In [1]:
# General
import numpy as np
import pandas as pd

# Model
import torch.nn.functional as F
import torch
import torch.nn as nn
from transformers import AutoTokenizer, AutoModelForSequenceClassification, TrainingArguments, EarlyStoppingCallback, Trainer
from datasets import Dataset, DatasetDict

# Imbalance
from sklearn.utils.class_weight import compute_class_weight

# Evaluation
from sklearn.model_selection import train_test_split
from sklearn.metrics import accuracy_score, f1_score, precision_score, recall_score
from sklearn.metrics import classification_report

import warnings
warnings.filterwarnings("ignore")

  from .autonotebook import tqdm as notebook_tqdm


In [2]:
import sys
import os
sys.path.append(os.path.abspath('..'))

# Preprocess
from src.preprocessing import PreprocessingPretrained

In [3]:
# Load data
train_df = pd.read_csv('../Data/train.csv')

In [4]:
# Split data
X_train, X_test, y_train, y_test = train_test_split(
    train_df['text'], train_df['label'], 
    test_size=0.2, stratify=train_df['label'], random_state=42
)

print(f"Training set size: {len(X_train)}")
print(f"Test set size: {len(X_test)}")
print(f"Training label distribution:\n{pd.Series(y_train).value_counts()}")

Training set size: 7634
Test set size: 1909
Training label distribution:
label
2    4942
1    1538
0    1154
Name: count, dtype: int64


In [5]:
# Light preprocessing
preprocessor = PreprocessingPretrained(translate=True)
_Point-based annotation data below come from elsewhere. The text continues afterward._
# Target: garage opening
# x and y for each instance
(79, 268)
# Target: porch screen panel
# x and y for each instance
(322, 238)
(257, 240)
X_train = preprocessor.preprocess(X_train)

In [6]:
# Set labels 
label2id = {"bearish": 0, "bullish": 1, "neutral": 2}
id2label = {0: "bearish", 1: "bullish", 2: "neutral"}

In [7]:
device = torch.device("cuda" if torch.cuda.is_available() else "cpu")

In [8]:
# Compute class weights
class_weights_np = compute_class_weight('balanced', classes=np.unique(y_train), y=y_train)
class_weights = torch.tensor(class_weights_np, dtype=torch.float).to(device)

print(class_weights_np)

[2.20508377 1.65452969 0.51490625]


In [9]:
# Load model and tokenizer - finbert trained on financial data
model_name = "yiyanghkust/finbert-tone"
model = AutoModelForSequenceClassification.from_pretrained(model_name, num_labels=3, id2label=id2label, label2id=label2id)
tokenizer = AutoTokenizer.from_pretrained(model_name)

In [10]:
# Freeze body 
for param in model.bert.parameters():
    param.requires_grad = False

print(model)

BertForSequenceClassification(
  (bert): BertModel(
    (embeddings): BertEmbeddings(
      (word_embeddings): Embedding(30873, 768, padding_idx=0)
      (position_embeddings): Embedding(512, 768)
      (token_type_embeddings): Embedding(2, 768)
      (LayerNorm): LayerNorm((768,), eps=1e-12, elementwise_affine=True)
      (dropout): Dropout(p=0.1, inplace=False)
    )
    (encoder): BertEncoder(
      (layer): ModuleList(
        (0-11): 12 x BertLayer(
          (attention): BertAttention(
            (self): BertSdpaSelfAttention(
              (query): Linear(in_features=768, out_features=768, bias=True)
              (key): Linear(in_features=768, out_features=768, bias=True)
              (value): Linear(in_features=768, out_features=768, bias=True)
              (dropout): Dropout(p=0.1, inplace=False)
            )
            (output): BertSelfOutput(
              (dense): Linear(in_features=768, out_features=768, bias=True)
              (LayerNorm): LayerNorm((768,), eps=1e

In [11]:
# Create DatasetDict - format needed for pre trained model 
train_df = pd.DataFrame({'text': X_train, 'label': y_train})
test_df = pd.DataFrame({'text': X_test, 'label': y_test})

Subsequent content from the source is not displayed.